Conveyor systems comprising a train of consecutive carrier elements movable generally along a linear and/or curved pre-selected path or course and which may provide a forward and return motion, are widely used for a variety of applications, including the movement of articles and/or people. Various types of drive assemblies, carrier belts, and support elements are employed in such systems including belts, rollers, gears, chains, platens and the like or combinations of the same.
In conveyor systems with relative articulated or nonlinear movement, it is common practice to employ endless chain conveyors with chain links pivotally secured together and platform members mounted thereon or chains of carrier members pivotally linked together which employ drive assemblies associated therewith, wherein the links articulate on transverse axes to enable the conveyors to bend and traverse about drive and idler sprockets with the same ease that they travel over the running axis. It is also known to use support structures for such conveyor systems which generally serve both to provide support for the chain of connected carrier elements, the conveyor drive assembly and/or combinations thereof as well as defining a preselected course for the conveyor system.

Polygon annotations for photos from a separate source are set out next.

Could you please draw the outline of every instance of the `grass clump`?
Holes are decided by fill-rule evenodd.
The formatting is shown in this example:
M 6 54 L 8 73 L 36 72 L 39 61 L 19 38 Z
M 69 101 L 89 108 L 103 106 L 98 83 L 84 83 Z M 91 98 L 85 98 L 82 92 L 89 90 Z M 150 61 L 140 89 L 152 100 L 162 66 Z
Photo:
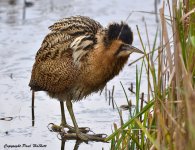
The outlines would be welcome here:
M 169 17 L 164 15 L 163 4 L 161 29 L 157 29 L 149 53 L 137 27 L 145 56 L 140 71 L 136 68 L 136 108 L 121 127 L 114 124 L 113 134 L 106 139 L 112 150 L 195 149 L 195 1 L 167 3 Z M 159 31 L 162 40 L 157 46 Z M 148 93 L 143 105 L 140 86 L 144 69 Z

The conveyor flights typically employed with endless chain-type conveyor systems for supporting articles to be conveyed are plate or platform members formed with generally planar upper surfaces. To provide articulated-section conveyors adapted to follow linear and non-linear paths without opening gaps between adjacent article support members, there are described, for example, in U.S. Pat. No. 1,757,652, 1,800,663, 3,317,030, 3,554,360, and 3,685,637, the use of generally crescent-shape configured article support members which are adjacently oriented in the conveyor chain, and in U.S. Pat. Nos. 3,379,300, 3,399,758, 3,595,377, and 3,738,478 other configurations of generally contiguous support members which are suggested as useful in providing substantially continuous flights for conveyors moving along an irregular path.

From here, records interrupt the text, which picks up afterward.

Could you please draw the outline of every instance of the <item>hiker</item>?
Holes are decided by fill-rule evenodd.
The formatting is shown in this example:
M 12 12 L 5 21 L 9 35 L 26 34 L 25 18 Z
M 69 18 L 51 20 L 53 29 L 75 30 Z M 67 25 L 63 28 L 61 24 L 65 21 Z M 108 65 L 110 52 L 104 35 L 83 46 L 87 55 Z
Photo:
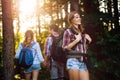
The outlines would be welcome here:
M 64 80 L 64 64 L 59 63 L 55 61 L 51 54 L 52 54 L 52 43 L 53 43 L 53 38 L 58 37 L 58 26 L 57 25 L 51 25 L 49 29 L 50 36 L 47 37 L 45 46 L 44 46 L 44 65 L 47 66 L 50 69 L 50 76 L 51 80 Z
M 79 13 L 76 11 L 70 12 L 68 23 L 69 28 L 64 31 L 63 35 L 62 47 L 64 51 L 76 50 L 86 54 L 86 41 L 91 43 L 92 39 L 88 34 L 84 34 Z M 89 72 L 85 62 L 83 62 L 83 56 L 68 58 L 66 67 L 70 80 L 89 80 Z
M 32 45 L 32 43 L 35 43 Z M 19 59 L 22 48 L 30 47 L 33 51 L 33 64 L 30 68 L 25 69 L 25 80 L 38 80 L 39 70 L 41 69 L 40 63 L 44 61 L 39 43 L 34 40 L 34 33 L 32 30 L 27 30 L 24 35 L 24 41 L 19 44 L 15 57 Z

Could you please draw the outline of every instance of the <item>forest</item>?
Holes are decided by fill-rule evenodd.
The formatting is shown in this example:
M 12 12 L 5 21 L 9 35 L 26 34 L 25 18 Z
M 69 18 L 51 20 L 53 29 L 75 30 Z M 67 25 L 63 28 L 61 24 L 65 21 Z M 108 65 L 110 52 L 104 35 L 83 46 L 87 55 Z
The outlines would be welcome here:
M 27 29 L 34 30 L 43 51 L 49 25 L 69 27 L 71 11 L 80 13 L 85 32 L 92 37 L 90 80 L 120 80 L 120 0 L 1 0 L 0 80 L 24 78 L 14 56 Z M 47 68 L 40 71 L 41 79 L 50 80 Z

There has been no capability described in prior constructions that, in general, permit the ready assembly and/or disassembly of the conveyors or separation of article support members from conventional conveyor drive chains, nor are such constructions suggested for conveyors particularly intended to follow articulating irregular paths of travel which may include sharp bends of short radius. Conveyor systems that may be conveniently and readily adapted for varying loads and conveyor paths of the closed loop-type such as spur conveyors where efficient use of space requires sharp turn-arounds and relatively small diameter drive sprockets, would be highly desirable.